I just love the title of this dish. The musical note associated with a food item gives you the pleasure and crave, to enjoy the dish set on your platter. These chicken drums of heaven have a crunchy and crispy feeling as you bite into the soft chicken pieces. Here in this recipe I have not deep fried the chicken; the shallow fry method did not in any way make those drums of heaven seem less inviting!
- Chicken (thigh/wings – 12 pieces)
- Red chilli powder – ½ tsp
- Black pepper corns (crushed) – 1/4 tsp
- Ginger-garlic paste – 1 tbsp
- Dark soya sauce – 1 tbsp
- Yoghurt(whipped curd) – 1 tbsp
- Corn flour – ½ tbsp(optional)
- Orange-Red food colouring – ¼ tsp
- Red chilli sauce – ¼ tsp(optional)
- Salt to taste
For the batter (optional)
- Egg – 1
- Corn flour – 1 tbsp
- Salt, Pepper and orange/red colouring – ¼ tsp each
- Marinate the chicken pieces with soya sauce, ginger garlic paste, chilli sauce, red chilli powder, yoghurt, corn flour, pepper, salt and food colouring for about 3-4 hours. If left for a longer marinating time the taste will be better. Store in refrigerator (optional).
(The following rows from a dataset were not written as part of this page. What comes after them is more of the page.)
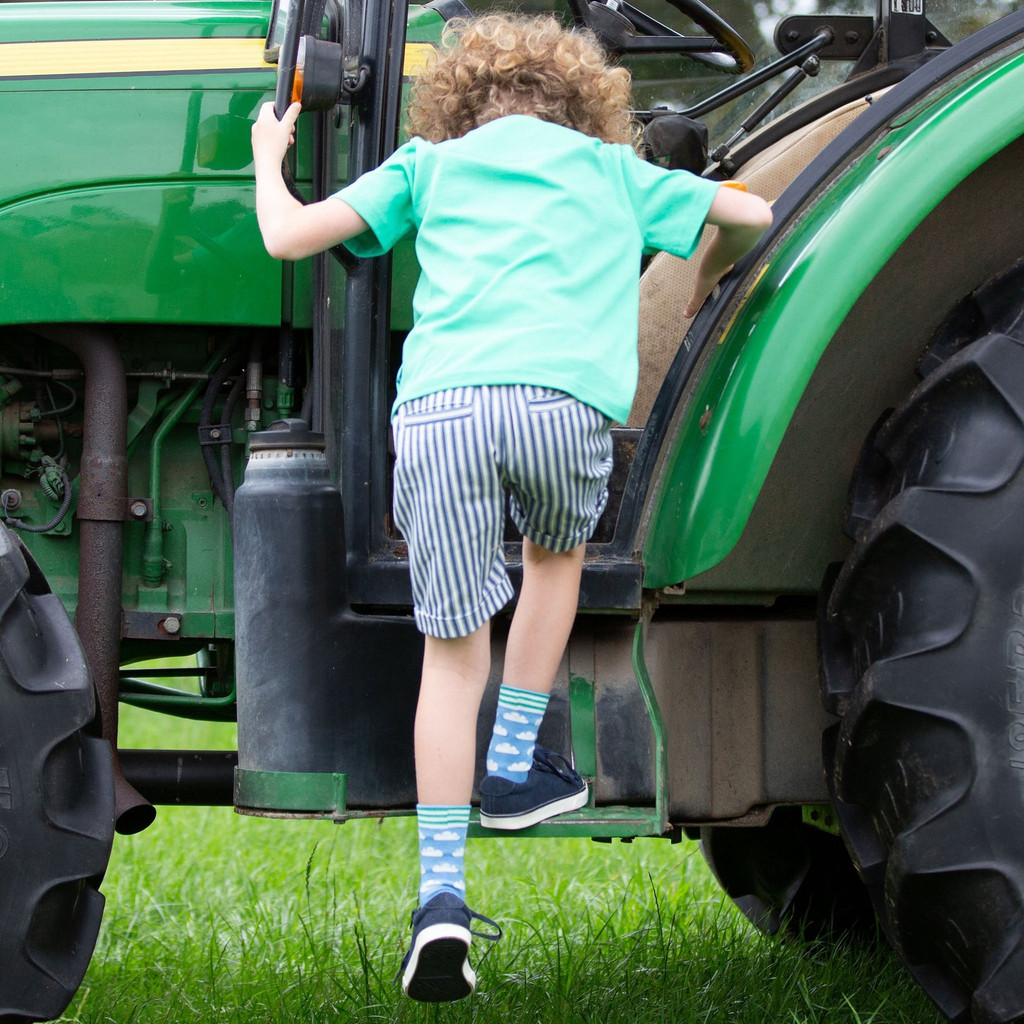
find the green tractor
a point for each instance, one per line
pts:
(801, 627)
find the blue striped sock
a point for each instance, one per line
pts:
(516, 722)
(442, 847)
- For shallow frying – heat oil in a pan and put in chicken pieces and fry on low flame till all sides are well cooked and browned. Ensure not to burn sides, hence keep turning the pieces while frying.
- If deep frying, mix all the ingredients of the batter in a bowl.
- Heat oil in a wok/kadhai. Dip the chicken wings in the batter and fry in medium hot oil till golden and crisp.
- Serve hot Drums of Heaven(wrap the ends with foil) with chilli sauce/white tartar sauce.